Ray, K. K.; Kinz-Thompson, C. D.

The recent cryoEM resolution revolution has had a tremendous impact on our ability to investigate biomolecular structure and function. However, outstanding questions about the reliability of using a cryoEM-derived molecular model for interpreting experiments and building further hypotheses limit its full impact. Significant amounts of research have been focused on developing metrics to assess cryoEM model quality, yet no consensus exists. This is in part because the meaning of cryoEM model quality is not well defined. In this work, we formalize cryoEM model quality in terms of whether a cryoEM map is better described by a model with localized atomic coordinates or by a lower-resolution model that lacks atomic-level information.
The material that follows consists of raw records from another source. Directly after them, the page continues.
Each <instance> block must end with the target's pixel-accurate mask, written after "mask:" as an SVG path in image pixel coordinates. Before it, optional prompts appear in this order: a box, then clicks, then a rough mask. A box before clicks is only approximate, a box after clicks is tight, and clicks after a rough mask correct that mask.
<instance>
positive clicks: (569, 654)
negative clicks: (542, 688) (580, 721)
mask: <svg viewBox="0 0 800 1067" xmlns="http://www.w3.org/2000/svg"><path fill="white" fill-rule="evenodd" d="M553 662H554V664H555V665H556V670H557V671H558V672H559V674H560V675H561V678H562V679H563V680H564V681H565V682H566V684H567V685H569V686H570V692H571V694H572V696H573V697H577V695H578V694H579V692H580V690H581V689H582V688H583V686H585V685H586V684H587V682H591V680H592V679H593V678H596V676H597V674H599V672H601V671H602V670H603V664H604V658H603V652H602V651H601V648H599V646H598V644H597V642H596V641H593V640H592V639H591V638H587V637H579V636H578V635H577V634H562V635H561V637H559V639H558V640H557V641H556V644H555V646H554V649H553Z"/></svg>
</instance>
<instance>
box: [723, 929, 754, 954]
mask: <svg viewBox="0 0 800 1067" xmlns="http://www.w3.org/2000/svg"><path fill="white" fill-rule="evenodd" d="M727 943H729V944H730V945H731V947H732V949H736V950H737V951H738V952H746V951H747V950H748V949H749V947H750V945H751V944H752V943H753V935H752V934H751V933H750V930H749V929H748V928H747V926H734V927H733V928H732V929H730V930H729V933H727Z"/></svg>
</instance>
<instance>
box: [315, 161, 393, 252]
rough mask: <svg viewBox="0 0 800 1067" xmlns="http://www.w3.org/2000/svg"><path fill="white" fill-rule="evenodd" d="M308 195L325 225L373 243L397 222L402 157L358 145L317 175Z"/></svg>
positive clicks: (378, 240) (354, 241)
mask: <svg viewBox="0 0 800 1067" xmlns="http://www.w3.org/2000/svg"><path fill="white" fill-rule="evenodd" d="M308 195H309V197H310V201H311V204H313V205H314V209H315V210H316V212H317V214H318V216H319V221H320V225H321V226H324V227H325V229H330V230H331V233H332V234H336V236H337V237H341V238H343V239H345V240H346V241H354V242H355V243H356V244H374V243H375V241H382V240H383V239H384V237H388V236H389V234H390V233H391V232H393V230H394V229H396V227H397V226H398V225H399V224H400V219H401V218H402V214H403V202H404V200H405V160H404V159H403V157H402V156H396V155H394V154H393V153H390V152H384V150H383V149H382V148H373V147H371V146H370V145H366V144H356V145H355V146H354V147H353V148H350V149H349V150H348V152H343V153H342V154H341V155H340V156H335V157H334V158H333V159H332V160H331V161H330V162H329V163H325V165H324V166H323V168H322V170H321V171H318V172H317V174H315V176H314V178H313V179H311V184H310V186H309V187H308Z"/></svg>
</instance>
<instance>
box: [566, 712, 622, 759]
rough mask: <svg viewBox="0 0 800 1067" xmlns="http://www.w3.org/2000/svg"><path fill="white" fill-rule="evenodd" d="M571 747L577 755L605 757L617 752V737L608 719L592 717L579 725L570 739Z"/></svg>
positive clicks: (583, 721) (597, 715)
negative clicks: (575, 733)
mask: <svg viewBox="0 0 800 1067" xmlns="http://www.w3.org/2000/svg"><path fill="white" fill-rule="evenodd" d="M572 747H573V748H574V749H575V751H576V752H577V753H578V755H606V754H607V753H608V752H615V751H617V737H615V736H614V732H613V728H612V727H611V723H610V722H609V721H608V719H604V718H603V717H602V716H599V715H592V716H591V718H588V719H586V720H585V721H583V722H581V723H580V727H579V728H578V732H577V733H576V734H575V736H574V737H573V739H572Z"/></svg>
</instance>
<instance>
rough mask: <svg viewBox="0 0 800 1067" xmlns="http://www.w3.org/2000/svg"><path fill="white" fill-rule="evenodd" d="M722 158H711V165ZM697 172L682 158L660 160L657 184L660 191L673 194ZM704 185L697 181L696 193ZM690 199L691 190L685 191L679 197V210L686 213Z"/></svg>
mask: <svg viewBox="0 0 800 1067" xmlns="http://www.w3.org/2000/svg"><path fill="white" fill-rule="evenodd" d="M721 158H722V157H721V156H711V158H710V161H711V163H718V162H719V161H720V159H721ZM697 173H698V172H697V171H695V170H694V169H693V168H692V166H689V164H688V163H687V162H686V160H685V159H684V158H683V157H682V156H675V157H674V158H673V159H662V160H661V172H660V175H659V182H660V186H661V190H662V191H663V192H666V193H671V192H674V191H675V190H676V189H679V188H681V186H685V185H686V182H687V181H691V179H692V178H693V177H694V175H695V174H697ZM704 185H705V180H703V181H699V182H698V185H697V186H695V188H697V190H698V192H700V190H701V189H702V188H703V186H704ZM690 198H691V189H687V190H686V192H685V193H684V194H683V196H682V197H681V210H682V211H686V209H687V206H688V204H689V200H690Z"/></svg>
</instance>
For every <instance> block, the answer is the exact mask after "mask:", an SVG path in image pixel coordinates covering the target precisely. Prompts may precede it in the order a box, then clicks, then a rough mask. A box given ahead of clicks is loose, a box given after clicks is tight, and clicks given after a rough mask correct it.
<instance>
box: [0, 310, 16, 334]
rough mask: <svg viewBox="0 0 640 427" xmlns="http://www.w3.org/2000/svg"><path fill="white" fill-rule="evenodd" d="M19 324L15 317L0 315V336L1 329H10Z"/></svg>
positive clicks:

This approach emerges from a novel, quantitative definition of image resolution based upon the hierarchical structure of biomolecules, which enables computational selection of the length scale to which a biomolecule is resolved based upon the available evidence embedded in the experimental data. In the context of cryoEM, we develop a machine learning-based implementation of this framework, called hierarchical atomic resolution perception (HARP), for assessing local atomic resolution in a cryoEM map and thus evaluating cryoEM model quality in a theoretically and statistically well-defined manner. Finally, using HARP, we perform a meta-analysis of the cryoEM-derived structures in the Protein Data Bank (PDB) to assess the state of atomic resolution in the field and quantify factors that affect it.